Rambam views the Mitzva as a way of creating humility in us by making us remember those times in our history filled with trouble and distress even (or especially) in times of bounty and complacency.

Martin Buber’s approach pays attention to the style and structure of the text-- particularly the recurrence of certain words and phrases-- to get at the key underlying themes.
The text repeats variations of “to give” seven times and variations of “coming/bring” five times. Gifts and giving; coming to the land; and demonstrating appreciation by bringing gifts are the keys to this Mitzva.

The individual announces that he is bringing/giving to Hashem a token of his appreciation for the Land that Hashem has given (and continues to give) both him and the Israelites. The presenter attempts to feel as if he had just come(entered) into the land for the first time. Every Bekurim offering provides the opportunity to acknowledge and declare anew his thanks; to capture the experience of entry into the land; and to identify with the nation of Israel, now and in the past. The Mitzva is collective (Ta-voo-u--you shall come, in the plural) but the duty is individual (Ta-vee--you shall bring, in the singular).The acquisition of, and the entry into, the Land promised in the Covenant with Avraham is a gift from Hashem that He is constantly renewing.

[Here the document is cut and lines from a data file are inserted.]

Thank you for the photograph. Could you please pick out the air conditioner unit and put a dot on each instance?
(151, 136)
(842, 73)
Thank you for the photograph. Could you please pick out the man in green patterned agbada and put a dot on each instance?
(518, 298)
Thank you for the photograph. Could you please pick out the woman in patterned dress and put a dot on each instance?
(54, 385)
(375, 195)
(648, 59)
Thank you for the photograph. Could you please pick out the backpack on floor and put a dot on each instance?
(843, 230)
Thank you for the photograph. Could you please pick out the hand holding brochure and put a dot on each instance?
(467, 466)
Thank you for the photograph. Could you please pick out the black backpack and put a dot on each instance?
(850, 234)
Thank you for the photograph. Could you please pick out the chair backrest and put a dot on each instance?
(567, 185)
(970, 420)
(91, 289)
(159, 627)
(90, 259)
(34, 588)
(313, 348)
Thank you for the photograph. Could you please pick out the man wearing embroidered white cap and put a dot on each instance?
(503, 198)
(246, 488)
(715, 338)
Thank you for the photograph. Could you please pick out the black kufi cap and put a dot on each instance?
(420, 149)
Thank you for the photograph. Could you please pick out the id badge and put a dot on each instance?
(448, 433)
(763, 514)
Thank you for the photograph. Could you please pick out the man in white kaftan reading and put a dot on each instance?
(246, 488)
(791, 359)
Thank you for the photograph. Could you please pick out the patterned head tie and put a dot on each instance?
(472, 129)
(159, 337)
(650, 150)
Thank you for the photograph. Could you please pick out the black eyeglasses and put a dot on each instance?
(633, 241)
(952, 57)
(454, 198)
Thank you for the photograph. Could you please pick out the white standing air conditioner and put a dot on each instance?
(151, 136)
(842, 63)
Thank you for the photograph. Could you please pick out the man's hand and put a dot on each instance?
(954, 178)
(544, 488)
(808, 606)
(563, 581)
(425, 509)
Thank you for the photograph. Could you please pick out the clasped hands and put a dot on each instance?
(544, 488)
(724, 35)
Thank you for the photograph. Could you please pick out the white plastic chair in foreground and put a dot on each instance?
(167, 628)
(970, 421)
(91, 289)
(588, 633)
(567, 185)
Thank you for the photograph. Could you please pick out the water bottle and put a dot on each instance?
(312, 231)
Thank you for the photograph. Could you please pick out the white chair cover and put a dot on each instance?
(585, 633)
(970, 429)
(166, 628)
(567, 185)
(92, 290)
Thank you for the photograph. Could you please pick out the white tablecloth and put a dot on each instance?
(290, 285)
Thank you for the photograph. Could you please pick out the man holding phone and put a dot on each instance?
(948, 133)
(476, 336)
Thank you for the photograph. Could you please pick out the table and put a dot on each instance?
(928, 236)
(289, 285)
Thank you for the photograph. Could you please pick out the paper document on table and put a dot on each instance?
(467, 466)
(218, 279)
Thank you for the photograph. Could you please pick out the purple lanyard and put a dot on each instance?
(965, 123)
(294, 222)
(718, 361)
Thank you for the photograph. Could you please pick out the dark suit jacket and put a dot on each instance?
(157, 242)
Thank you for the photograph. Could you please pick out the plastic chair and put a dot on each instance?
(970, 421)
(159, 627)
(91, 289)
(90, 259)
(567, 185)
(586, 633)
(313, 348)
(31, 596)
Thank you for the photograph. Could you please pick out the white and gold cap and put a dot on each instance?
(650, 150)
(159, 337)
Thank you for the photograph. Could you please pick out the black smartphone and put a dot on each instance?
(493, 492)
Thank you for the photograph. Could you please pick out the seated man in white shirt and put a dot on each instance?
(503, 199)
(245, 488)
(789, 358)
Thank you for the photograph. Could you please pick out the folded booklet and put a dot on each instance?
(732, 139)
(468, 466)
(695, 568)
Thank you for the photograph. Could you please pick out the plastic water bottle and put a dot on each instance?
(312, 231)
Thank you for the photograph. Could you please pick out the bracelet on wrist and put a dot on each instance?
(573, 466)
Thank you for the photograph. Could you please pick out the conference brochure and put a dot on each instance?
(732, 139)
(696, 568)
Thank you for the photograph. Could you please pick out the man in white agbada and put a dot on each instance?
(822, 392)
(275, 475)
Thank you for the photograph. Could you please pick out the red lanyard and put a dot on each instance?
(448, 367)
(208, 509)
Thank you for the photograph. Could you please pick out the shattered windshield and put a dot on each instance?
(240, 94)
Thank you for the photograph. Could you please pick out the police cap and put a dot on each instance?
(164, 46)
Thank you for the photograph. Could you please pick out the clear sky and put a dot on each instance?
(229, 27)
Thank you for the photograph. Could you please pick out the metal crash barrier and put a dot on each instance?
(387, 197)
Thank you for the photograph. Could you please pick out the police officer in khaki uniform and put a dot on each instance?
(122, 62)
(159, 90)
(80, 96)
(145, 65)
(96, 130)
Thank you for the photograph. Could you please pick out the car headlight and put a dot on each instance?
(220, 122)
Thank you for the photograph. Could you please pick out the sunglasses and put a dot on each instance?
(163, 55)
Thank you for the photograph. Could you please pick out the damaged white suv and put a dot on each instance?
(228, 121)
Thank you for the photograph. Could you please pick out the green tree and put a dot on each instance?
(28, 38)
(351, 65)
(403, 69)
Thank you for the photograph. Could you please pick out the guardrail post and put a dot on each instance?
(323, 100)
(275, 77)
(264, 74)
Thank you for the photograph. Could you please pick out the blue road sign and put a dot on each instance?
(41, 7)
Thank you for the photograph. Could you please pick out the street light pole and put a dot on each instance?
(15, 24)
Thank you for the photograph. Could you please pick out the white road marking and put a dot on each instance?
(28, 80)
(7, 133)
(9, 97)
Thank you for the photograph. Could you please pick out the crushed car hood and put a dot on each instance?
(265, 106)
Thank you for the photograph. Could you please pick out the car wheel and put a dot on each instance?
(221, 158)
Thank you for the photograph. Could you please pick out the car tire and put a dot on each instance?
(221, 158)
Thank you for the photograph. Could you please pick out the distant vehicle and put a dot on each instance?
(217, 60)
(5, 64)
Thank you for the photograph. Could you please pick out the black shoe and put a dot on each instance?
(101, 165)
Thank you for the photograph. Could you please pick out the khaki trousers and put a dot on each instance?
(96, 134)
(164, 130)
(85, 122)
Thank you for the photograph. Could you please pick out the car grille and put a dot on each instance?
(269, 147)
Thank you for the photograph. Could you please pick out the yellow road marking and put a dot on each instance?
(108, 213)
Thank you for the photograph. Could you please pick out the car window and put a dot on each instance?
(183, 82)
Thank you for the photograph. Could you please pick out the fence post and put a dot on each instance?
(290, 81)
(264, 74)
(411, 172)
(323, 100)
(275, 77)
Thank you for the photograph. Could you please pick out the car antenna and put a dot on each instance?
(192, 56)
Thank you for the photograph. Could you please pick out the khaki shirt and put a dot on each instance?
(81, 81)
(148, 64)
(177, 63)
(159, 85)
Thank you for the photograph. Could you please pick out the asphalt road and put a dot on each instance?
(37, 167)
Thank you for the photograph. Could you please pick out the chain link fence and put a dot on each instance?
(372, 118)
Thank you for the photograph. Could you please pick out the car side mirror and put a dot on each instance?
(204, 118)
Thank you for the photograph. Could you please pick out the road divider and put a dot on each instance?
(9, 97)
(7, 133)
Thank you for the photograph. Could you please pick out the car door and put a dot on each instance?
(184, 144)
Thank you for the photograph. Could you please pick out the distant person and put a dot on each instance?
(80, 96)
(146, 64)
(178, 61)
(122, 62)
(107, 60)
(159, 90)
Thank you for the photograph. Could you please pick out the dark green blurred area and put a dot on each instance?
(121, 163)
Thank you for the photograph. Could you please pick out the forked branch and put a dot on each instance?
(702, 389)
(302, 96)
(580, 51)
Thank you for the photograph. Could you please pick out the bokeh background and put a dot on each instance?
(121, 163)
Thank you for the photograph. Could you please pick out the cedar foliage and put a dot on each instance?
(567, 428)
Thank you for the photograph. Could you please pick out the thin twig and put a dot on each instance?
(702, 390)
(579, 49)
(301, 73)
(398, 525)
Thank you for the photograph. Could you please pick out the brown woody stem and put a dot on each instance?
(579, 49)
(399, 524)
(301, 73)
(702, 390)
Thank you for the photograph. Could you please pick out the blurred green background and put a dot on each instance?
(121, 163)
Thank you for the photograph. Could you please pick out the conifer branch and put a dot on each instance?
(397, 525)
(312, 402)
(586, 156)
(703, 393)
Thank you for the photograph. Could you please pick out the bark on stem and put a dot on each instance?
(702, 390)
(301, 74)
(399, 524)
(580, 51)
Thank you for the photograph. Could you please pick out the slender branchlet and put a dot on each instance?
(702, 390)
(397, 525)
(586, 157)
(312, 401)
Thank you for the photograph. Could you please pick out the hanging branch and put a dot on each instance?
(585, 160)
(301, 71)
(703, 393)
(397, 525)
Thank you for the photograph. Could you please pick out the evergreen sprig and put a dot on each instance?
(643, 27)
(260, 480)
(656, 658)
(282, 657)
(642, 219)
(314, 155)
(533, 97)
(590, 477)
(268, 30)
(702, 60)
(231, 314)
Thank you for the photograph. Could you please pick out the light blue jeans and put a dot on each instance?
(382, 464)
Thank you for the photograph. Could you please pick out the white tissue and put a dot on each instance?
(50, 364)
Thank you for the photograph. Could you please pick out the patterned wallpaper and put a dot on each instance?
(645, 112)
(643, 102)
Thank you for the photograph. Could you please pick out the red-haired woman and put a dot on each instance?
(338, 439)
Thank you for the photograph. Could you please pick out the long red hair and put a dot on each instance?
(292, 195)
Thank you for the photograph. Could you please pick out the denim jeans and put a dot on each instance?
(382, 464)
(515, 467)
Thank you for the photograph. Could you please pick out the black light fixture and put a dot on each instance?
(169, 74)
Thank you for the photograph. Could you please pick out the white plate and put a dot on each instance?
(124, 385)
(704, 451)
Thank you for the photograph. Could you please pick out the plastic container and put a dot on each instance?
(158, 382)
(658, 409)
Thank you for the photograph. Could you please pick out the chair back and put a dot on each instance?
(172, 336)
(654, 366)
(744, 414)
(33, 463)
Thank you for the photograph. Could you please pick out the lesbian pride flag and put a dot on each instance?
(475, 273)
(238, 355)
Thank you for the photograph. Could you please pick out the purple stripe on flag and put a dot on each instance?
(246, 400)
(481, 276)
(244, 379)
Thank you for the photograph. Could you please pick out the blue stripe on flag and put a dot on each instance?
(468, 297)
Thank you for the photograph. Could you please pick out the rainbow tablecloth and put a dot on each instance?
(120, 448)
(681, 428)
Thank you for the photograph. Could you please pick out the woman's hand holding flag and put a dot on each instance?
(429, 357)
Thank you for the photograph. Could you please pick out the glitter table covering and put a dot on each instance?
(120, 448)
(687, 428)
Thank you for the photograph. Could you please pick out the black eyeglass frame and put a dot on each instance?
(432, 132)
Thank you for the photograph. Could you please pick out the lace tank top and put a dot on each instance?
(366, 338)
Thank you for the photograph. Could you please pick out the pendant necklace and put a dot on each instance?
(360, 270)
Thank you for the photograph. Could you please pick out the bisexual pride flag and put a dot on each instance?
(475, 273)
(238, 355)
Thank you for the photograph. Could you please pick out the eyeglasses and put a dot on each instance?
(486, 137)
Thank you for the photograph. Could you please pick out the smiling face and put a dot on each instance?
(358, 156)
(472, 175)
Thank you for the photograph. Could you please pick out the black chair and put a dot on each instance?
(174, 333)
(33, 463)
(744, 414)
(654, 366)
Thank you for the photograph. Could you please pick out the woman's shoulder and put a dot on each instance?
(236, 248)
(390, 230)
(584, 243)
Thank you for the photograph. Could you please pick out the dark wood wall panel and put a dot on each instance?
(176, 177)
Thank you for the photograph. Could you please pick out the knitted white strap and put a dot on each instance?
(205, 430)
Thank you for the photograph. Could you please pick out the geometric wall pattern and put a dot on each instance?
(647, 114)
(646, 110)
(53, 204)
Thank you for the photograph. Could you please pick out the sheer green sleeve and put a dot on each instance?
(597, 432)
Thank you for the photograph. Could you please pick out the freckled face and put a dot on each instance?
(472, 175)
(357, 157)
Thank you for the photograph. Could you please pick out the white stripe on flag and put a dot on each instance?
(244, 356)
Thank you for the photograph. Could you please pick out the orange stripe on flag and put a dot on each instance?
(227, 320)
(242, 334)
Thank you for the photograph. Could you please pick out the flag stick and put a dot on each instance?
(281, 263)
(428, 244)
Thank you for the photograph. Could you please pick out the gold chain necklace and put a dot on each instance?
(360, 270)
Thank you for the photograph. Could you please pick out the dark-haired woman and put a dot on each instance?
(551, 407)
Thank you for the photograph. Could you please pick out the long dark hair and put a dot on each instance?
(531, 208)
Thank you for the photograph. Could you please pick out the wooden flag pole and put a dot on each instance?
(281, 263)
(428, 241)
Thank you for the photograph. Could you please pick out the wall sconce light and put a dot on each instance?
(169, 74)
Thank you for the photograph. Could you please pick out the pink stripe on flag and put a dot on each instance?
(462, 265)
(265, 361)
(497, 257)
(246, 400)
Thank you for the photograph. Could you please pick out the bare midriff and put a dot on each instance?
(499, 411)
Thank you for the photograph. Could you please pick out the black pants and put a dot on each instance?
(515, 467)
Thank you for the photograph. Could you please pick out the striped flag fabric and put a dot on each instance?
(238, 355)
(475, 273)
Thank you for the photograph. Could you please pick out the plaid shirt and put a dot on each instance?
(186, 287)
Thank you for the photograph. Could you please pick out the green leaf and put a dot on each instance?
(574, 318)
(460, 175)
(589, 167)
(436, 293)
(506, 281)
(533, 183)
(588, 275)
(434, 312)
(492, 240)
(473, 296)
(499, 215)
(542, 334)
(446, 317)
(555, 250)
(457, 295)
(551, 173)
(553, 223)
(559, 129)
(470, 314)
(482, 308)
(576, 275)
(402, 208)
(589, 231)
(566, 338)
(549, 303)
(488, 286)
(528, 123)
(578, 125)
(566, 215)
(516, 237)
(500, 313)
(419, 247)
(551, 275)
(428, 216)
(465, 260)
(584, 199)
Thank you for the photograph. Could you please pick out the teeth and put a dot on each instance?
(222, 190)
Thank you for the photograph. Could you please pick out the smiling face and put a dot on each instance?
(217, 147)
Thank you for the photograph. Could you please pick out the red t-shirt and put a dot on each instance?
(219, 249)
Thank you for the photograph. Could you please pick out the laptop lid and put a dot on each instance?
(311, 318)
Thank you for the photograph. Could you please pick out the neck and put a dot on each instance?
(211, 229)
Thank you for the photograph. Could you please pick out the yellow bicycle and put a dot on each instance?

The significance of these prescribed words (Arami Oved Avi) is evident in their inclusion in the Passover Seder when we begin the recollection of our history beginning with disgrace and ultimately concluding in praise. “In every generation, a person is obligated to perceive himself as if he, too, was there to experience the historic event …” is the essence of the Bikurim and Seder ceremonies.


On Arami Ovayd Avi

The meaning of this opening phrase is somewhat ambiguous.Arami usually means Aramean; Ovayd could mean lost or losing or cause to be lost; Avi means my father or ancestor.

The usual explanation for “ Laban the Aramean sought to do to my father ” in the Haggadah (when the Magid section begins in earnest) is that “Laban the Aramean sought to harm my forefather Jacob” or “Laban the Armean tried to cause my father to be lost (i.e., destroyed)”. Avi is the direct object (and refers to Jacob) and ovayd is a transitive verb.

Nechama Leibowitz in Studies in Devarim provides alternate translations:

Ibn Ezra arguing that ovayd is intransitive, avi is the subject, and Arami refers to Jacob, translates the phrase to mean: “When my father was in Aram, he was ready to perish”…and ultimately Hashem took his offspring out of Egypt and made us into a great nation.


Rashbam’s translation is “A wandering Aramean was my father ”. Avi, my father, refers to Avraham who was born in, lived in and wandered in the land of Aram.

Wolf Heidenheim, a 19th century philologist, notes that ovaydis a specific form of the verb that means continuous past action which did not succeed.

Benno Jacob thinks that the word arami does not refer to a country but to an occupation as a shepherd. The phrase means “my father (Abraham?Jacob?) worked as a shepherd.”